Cela fait qu'hier, à Ferrol (Galice), nous passons le gros de la journée sur notre véranda à contempler une ville étonnamment pimpante sous un soleil presque printanier, au lieu d'aller tout près du port nous régaler d'une cuisine régionale renommée dans un quartier ancien d'un charme imprévu; Ferrol a la triste réputation, exacte mais bien involontaire, d'avoir donné naissance au Caudillo, le dictateur fasciste Francisco Franco.
Par chance, je me rattrappe aujourd'hui à l'escale suivante, Leixões, port de commerce de Porto — dans la marina duquel nous avions passé trois jours idylliques il y a dix ans sur le Bum Chromé, en compagnie de ma soeur Marie et de son compagnon Jean et du cousin Charles Larcher. Cette banlieue portuaire anonyme n'a rien de réjouissant, mais quelques pas hors de la gare maritime me mènent à la porte d'un trésor imprévu.
Au bord d'une ruelle du port, un bloc tout blanc flanqué d'une terrasse vitrée porte le titre «O Bem Arranjadinho» (le bel arrangement?) au-dessus d'un menu affiché assez appétissant. J'entre dans une salle presque vide, propre mais peu décorée, avec un beau vieux bar au fond (j'ai toujours eu un faible pour les bars, hein?) et une espèce de gnôme qui me rappelle de près notre copain restaurateur Mistouf de Montpellier m'interpelle en quatre langues.
Hésitant, je me laisse conduire à une table ronde nappée de blanc près de la fenêtre.
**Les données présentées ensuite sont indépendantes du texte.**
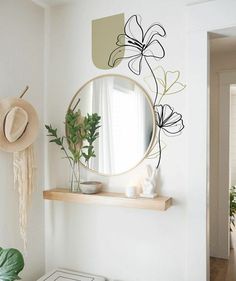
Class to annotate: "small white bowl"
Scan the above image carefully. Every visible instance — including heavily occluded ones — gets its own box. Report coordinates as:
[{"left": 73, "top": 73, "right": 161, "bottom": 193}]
[{"left": 80, "top": 181, "right": 102, "bottom": 194}]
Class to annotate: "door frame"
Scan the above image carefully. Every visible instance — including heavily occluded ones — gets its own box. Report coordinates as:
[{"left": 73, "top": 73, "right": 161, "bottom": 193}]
[
  {"left": 218, "top": 71, "right": 236, "bottom": 258},
  {"left": 187, "top": 2, "right": 236, "bottom": 281}
]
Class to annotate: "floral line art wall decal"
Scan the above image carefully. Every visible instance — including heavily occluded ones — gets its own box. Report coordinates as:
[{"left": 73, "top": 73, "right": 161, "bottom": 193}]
[
  {"left": 145, "top": 66, "right": 186, "bottom": 167},
  {"left": 108, "top": 14, "right": 185, "bottom": 170},
  {"left": 155, "top": 104, "right": 184, "bottom": 169},
  {"left": 108, "top": 14, "right": 166, "bottom": 106},
  {"left": 144, "top": 66, "right": 186, "bottom": 104}
]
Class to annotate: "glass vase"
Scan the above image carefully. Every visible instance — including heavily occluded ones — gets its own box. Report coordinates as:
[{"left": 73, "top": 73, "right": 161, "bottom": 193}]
[{"left": 70, "top": 161, "right": 81, "bottom": 193}]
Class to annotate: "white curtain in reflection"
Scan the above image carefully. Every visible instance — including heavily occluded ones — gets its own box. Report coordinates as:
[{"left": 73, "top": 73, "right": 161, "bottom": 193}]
[
  {"left": 88, "top": 77, "right": 149, "bottom": 174},
  {"left": 110, "top": 84, "right": 146, "bottom": 173},
  {"left": 90, "top": 79, "right": 114, "bottom": 173}
]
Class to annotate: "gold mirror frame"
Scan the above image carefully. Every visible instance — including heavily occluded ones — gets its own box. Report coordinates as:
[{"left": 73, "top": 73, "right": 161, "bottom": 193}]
[{"left": 67, "top": 74, "right": 157, "bottom": 176}]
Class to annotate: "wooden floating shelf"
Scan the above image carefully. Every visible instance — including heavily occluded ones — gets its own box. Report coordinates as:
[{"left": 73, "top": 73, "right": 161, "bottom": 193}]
[{"left": 43, "top": 188, "right": 172, "bottom": 211}]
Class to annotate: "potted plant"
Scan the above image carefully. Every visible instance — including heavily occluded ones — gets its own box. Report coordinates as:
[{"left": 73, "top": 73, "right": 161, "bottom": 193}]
[
  {"left": 45, "top": 108, "right": 101, "bottom": 193},
  {"left": 230, "top": 185, "right": 236, "bottom": 248},
  {"left": 0, "top": 247, "right": 24, "bottom": 281}
]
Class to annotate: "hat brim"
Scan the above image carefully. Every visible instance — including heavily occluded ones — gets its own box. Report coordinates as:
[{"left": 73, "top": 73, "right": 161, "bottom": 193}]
[{"left": 0, "top": 98, "right": 39, "bottom": 152}]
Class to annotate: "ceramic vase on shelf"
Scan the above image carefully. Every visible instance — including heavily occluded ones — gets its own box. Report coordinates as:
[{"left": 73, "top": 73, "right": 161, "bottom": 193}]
[{"left": 70, "top": 161, "right": 81, "bottom": 193}]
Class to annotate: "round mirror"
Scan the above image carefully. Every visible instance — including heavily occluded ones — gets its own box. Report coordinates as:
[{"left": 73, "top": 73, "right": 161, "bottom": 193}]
[{"left": 68, "top": 75, "right": 155, "bottom": 175}]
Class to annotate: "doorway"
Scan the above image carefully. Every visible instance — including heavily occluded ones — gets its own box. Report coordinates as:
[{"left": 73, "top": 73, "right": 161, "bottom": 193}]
[
  {"left": 209, "top": 32, "right": 236, "bottom": 281},
  {"left": 186, "top": 2, "right": 236, "bottom": 281}
]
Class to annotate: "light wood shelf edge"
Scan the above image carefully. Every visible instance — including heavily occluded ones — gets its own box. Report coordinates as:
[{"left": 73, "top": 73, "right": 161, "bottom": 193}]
[{"left": 43, "top": 188, "right": 172, "bottom": 211}]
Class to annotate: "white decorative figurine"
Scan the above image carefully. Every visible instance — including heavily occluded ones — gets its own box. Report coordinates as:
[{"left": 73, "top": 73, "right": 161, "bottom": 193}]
[{"left": 140, "top": 165, "right": 158, "bottom": 198}]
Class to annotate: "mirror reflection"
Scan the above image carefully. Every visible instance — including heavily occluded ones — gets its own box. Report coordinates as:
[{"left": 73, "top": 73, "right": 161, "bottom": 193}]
[{"left": 69, "top": 75, "right": 155, "bottom": 175}]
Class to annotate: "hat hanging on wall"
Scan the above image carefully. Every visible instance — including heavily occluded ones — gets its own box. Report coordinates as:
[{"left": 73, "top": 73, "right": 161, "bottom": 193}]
[
  {"left": 0, "top": 87, "right": 39, "bottom": 152},
  {"left": 0, "top": 86, "right": 39, "bottom": 252}
]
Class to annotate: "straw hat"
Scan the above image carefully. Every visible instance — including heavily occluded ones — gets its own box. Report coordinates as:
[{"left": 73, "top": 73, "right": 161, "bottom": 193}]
[{"left": 0, "top": 97, "right": 39, "bottom": 152}]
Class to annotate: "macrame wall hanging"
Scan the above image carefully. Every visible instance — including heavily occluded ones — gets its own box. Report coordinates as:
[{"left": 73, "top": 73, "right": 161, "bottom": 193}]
[{"left": 0, "top": 86, "right": 39, "bottom": 251}]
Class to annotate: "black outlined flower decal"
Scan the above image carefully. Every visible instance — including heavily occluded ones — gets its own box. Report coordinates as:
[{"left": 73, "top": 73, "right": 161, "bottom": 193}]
[
  {"left": 108, "top": 14, "right": 185, "bottom": 170},
  {"left": 154, "top": 104, "right": 184, "bottom": 169},
  {"left": 155, "top": 104, "right": 184, "bottom": 136},
  {"left": 108, "top": 15, "right": 166, "bottom": 76}
]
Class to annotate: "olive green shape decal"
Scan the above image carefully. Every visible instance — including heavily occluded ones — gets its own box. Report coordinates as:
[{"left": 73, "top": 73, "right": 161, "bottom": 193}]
[{"left": 92, "top": 13, "right": 125, "bottom": 69}]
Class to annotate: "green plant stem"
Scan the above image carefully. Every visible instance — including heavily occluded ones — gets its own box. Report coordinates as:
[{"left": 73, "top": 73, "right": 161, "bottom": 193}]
[
  {"left": 62, "top": 140, "right": 80, "bottom": 182},
  {"left": 71, "top": 161, "right": 80, "bottom": 182},
  {"left": 60, "top": 138, "right": 73, "bottom": 166}
]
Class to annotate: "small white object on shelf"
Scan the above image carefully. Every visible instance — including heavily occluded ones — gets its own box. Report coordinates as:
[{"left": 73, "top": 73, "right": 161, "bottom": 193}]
[
  {"left": 80, "top": 181, "right": 102, "bottom": 194},
  {"left": 141, "top": 165, "right": 158, "bottom": 198},
  {"left": 125, "top": 186, "right": 137, "bottom": 198}
]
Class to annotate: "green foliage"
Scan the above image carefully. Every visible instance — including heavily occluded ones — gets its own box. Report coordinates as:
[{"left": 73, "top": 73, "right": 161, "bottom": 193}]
[
  {"left": 83, "top": 113, "right": 101, "bottom": 163},
  {"left": 45, "top": 108, "right": 101, "bottom": 166},
  {"left": 0, "top": 247, "right": 24, "bottom": 281},
  {"left": 230, "top": 186, "right": 236, "bottom": 232},
  {"left": 66, "top": 109, "right": 85, "bottom": 163},
  {"left": 45, "top": 125, "right": 63, "bottom": 146}
]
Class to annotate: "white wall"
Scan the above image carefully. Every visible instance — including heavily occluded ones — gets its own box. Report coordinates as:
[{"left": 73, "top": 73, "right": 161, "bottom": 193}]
[
  {"left": 210, "top": 49, "right": 236, "bottom": 258},
  {"left": 0, "top": 1, "right": 45, "bottom": 280},
  {"left": 27, "top": 1, "right": 236, "bottom": 281},
  {"left": 4, "top": 1, "right": 236, "bottom": 281},
  {"left": 230, "top": 86, "right": 236, "bottom": 185},
  {"left": 45, "top": 1, "right": 187, "bottom": 281}
]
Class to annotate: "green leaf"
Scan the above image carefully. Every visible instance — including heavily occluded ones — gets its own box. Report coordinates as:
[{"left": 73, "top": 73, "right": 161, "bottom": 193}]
[
  {"left": 0, "top": 247, "right": 24, "bottom": 281},
  {"left": 46, "top": 109, "right": 101, "bottom": 164}
]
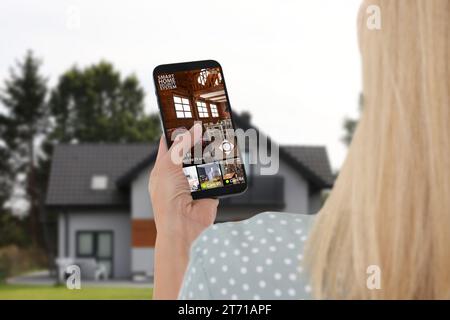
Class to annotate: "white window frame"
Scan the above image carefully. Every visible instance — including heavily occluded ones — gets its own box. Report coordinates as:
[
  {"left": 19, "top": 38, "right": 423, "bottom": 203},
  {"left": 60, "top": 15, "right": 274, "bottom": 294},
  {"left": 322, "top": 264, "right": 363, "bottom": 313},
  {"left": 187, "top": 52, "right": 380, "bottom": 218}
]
[
  {"left": 196, "top": 101, "right": 209, "bottom": 118},
  {"left": 210, "top": 104, "right": 219, "bottom": 117},
  {"left": 173, "top": 96, "right": 192, "bottom": 118}
]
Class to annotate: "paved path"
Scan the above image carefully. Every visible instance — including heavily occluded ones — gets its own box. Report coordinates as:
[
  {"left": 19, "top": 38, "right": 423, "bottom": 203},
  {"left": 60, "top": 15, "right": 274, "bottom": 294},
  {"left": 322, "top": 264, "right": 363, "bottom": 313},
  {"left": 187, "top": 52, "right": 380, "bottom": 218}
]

La carte est assez attirante, avec une version française par surcroît. À peine assis, je fais face à une planche soutenant quatre petits bols: minuscules olives noires, salade de thon, uvas (oeufs de poisson) et pois chiches, suivie d'une corbeille de pains aussi variés que succulents. C'est l'entrée, qu'on le veuille ou non.
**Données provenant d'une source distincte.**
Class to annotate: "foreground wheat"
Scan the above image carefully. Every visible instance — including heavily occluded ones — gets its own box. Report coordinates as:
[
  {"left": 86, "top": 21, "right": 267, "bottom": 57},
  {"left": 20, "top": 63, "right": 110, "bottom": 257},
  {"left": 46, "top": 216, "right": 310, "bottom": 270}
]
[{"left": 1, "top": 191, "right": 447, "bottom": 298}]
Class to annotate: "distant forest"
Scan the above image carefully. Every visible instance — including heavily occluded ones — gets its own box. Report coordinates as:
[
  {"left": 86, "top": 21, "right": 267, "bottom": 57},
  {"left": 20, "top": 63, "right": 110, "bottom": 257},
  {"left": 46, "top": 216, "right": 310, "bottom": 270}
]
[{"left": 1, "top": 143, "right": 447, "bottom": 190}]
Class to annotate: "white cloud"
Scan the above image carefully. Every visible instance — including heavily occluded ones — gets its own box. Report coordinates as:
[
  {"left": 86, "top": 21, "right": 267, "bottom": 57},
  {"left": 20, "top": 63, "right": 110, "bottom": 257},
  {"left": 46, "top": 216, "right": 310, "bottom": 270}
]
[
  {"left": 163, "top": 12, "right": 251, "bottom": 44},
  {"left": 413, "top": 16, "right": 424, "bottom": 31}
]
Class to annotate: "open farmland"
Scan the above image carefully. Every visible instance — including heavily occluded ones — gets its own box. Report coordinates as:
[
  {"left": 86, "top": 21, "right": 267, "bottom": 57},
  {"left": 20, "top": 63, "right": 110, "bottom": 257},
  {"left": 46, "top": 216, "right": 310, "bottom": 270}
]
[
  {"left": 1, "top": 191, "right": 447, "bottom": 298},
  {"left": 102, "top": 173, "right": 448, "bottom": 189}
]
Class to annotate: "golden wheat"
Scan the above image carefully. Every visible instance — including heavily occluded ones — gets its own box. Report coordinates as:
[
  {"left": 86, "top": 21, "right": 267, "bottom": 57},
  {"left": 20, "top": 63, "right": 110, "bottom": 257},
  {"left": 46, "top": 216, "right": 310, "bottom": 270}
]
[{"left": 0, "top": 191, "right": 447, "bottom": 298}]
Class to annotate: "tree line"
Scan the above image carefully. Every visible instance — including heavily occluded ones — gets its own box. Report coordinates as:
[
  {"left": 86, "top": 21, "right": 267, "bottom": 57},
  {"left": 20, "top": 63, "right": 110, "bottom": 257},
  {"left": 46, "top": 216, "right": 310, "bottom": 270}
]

Parmi les plats, une morue à la crème me fait de l'oeil, que je commande sans doute à tort. Derrière moi, la salle se remplit: pas un seul touriste, mais trois ou quatre couples, deux petites familles et un groupe d'une douzaine de personnes clairement en mode «party»... et tout le monde commande la même chose — qui n'est même pas au menu. «Le spécial du jour, m'explique le gnôme, un plat régional typique.» Cela consiste en une desserte à roulette portant une gigantesque marmite remplie à plat bord d'un odorant riz aux fruits de mer, accompagnée... d'un porcelet rôti à la broche. Peu banal comme assemblage, mais tout le monde se régale visiblement. Si j'avions su. La prochaine fois...
Pas que j'aie à me plaindre. Non seulement la morue est onctueuse et pleine de saveur, mais la terrine contient de quoi nourrir une petite armée. À ma grande surprise, je me ressers deux fois, enfournant par-dessus une salade croquante à l'oignon cru et deux ou trois verres d'un vinho verde que le garçon me verse en cascade d'un mètre de haut, pour prouver que ses fines bulles ne sont pas du chiqué.
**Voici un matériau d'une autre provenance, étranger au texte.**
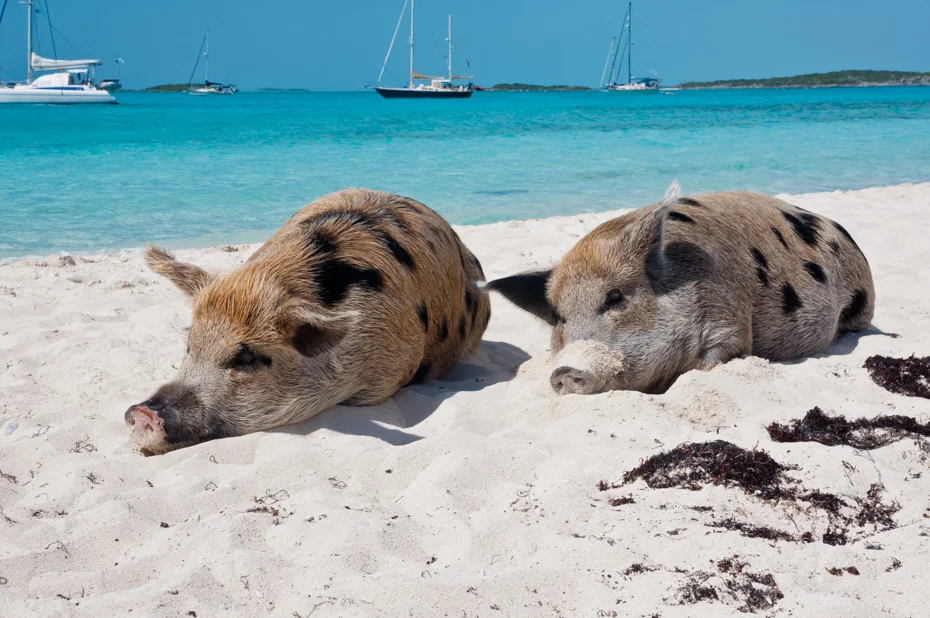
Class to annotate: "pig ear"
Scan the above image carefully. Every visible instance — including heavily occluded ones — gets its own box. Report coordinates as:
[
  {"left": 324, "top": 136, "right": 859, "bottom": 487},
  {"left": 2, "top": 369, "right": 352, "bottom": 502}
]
[
  {"left": 485, "top": 270, "right": 559, "bottom": 326},
  {"left": 288, "top": 307, "right": 358, "bottom": 358},
  {"left": 144, "top": 246, "right": 215, "bottom": 299},
  {"left": 636, "top": 181, "right": 679, "bottom": 283}
]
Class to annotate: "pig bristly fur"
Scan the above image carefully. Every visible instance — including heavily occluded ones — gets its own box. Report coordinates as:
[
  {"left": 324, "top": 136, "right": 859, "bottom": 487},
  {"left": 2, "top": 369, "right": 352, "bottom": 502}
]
[
  {"left": 488, "top": 183, "right": 874, "bottom": 396},
  {"left": 128, "top": 189, "right": 490, "bottom": 453}
]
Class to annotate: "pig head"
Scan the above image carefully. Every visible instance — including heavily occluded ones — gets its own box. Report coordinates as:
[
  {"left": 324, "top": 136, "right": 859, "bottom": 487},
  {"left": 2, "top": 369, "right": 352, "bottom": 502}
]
[{"left": 487, "top": 183, "right": 707, "bottom": 395}]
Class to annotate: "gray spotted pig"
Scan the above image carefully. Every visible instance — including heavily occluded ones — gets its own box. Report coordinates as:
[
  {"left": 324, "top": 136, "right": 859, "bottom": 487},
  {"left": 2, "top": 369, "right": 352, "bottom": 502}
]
[
  {"left": 487, "top": 183, "right": 874, "bottom": 395},
  {"left": 126, "top": 189, "right": 490, "bottom": 453}
]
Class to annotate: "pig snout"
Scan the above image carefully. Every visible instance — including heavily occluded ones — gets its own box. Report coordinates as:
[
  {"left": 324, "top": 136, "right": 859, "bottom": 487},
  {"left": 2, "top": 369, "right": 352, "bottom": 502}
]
[
  {"left": 125, "top": 401, "right": 167, "bottom": 441},
  {"left": 550, "top": 340, "right": 625, "bottom": 396},
  {"left": 124, "top": 390, "right": 183, "bottom": 444},
  {"left": 550, "top": 366, "right": 608, "bottom": 395}
]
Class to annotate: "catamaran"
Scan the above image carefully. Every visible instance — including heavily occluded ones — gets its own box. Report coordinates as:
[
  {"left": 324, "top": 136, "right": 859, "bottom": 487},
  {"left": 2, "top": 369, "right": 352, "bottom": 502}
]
[
  {"left": 0, "top": 0, "right": 116, "bottom": 104},
  {"left": 602, "top": 2, "right": 660, "bottom": 94},
  {"left": 373, "top": 0, "right": 473, "bottom": 99},
  {"left": 187, "top": 30, "right": 237, "bottom": 95}
]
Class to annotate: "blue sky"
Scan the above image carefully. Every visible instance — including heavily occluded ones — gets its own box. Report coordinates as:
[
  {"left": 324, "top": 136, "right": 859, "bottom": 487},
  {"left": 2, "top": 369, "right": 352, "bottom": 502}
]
[{"left": 1, "top": 0, "right": 928, "bottom": 89}]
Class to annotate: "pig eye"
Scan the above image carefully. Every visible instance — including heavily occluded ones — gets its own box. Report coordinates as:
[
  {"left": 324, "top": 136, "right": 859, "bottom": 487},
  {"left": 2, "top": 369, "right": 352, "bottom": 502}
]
[
  {"left": 601, "top": 289, "right": 625, "bottom": 313},
  {"left": 228, "top": 343, "right": 272, "bottom": 371}
]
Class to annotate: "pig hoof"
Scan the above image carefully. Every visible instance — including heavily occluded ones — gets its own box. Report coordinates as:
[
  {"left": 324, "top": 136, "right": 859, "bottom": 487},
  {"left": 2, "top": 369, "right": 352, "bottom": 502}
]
[{"left": 550, "top": 366, "right": 605, "bottom": 395}]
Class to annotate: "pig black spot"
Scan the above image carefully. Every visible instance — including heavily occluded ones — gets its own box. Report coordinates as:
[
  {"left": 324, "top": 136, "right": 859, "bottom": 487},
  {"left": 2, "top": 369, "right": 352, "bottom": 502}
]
[
  {"left": 383, "top": 232, "right": 415, "bottom": 270},
  {"left": 782, "top": 211, "right": 820, "bottom": 246},
  {"left": 756, "top": 268, "right": 770, "bottom": 288},
  {"left": 417, "top": 302, "right": 429, "bottom": 331},
  {"left": 829, "top": 240, "right": 840, "bottom": 254},
  {"left": 314, "top": 260, "right": 383, "bottom": 305},
  {"left": 750, "top": 247, "right": 768, "bottom": 269},
  {"left": 833, "top": 221, "right": 864, "bottom": 254},
  {"left": 308, "top": 209, "right": 416, "bottom": 269},
  {"left": 840, "top": 289, "right": 868, "bottom": 323},
  {"left": 667, "top": 211, "right": 695, "bottom": 224},
  {"left": 483, "top": 306, "right": 491, "bottom": 327},
  {"left": 308, "top": 231, "right": 338, "bottom": 257},
  {"left": 438, "top": 318, "right": 449, "bottom": 342},
  {"left": 458, "top": 315, "right": 467, "bottom": 339},
  {"left": 804, "top": 261, "right": 827, "bottom": 284},
  {"left": 678, "top": 197, "right": 702, "bottom": 207},
  {"left": 649, "top": 241, "right": 714, "bottom": 295},
  {"left": 378, "top": 207, "right": 410, "bottom": 233},
  {"left": 771, "top": 227, "right": 789, "bottom": 249},
  {"left": 406, "top": 362, "right": 430, "bottom": 386},
  {"left": 782, "top": 283, "right": 802, "bottom": 314},
  {"left": 470, "top": 301, "right": 479, "bottom": 330},
  {"left": 465, "top": 288, "right": 476, "bottom": 312}
]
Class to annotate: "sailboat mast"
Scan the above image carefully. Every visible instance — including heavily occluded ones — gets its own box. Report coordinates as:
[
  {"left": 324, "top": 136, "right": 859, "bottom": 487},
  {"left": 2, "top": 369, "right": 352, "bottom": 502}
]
[
  {"left": 627, "top": 1, "right": 632, "bottom": 85},
  {"left": 204, "top": 30, "right": 210, "bottom": 83},
  {"left": 600, "top": 37, "right": 615, "bottom": 88},
  {"left": 447, "top": 15, "right": 452, "bottom": 80},
  {"left": 408, "top": 0, "right": 414, "bottom": 87},
  {"left": 25, "top": 0, "right": 33, "bottom": 83}
]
Un bon dessert de meringue au citron est suivi d'un de ces cafés à la fois lourds et fins dont les Portugais ont le secret... et surtout d'un couronnement merveilleusement étonnant: le gnôme me sort un ballon d'aguardiente de vin de porto de 30 ans d'âge, à côté duquel il place une coupelle de marrons grillés sur charbon de bois! Après un instant d'hésitation, j'en pèle un que je croque accompagné d'une lampée de conhac... et c'est l'extase totale! Le tout pour moins de 40 euros.
Je rentre à bord sur un petit nuage, retrouver Azur... qui merci au ciel se porte toujours bien.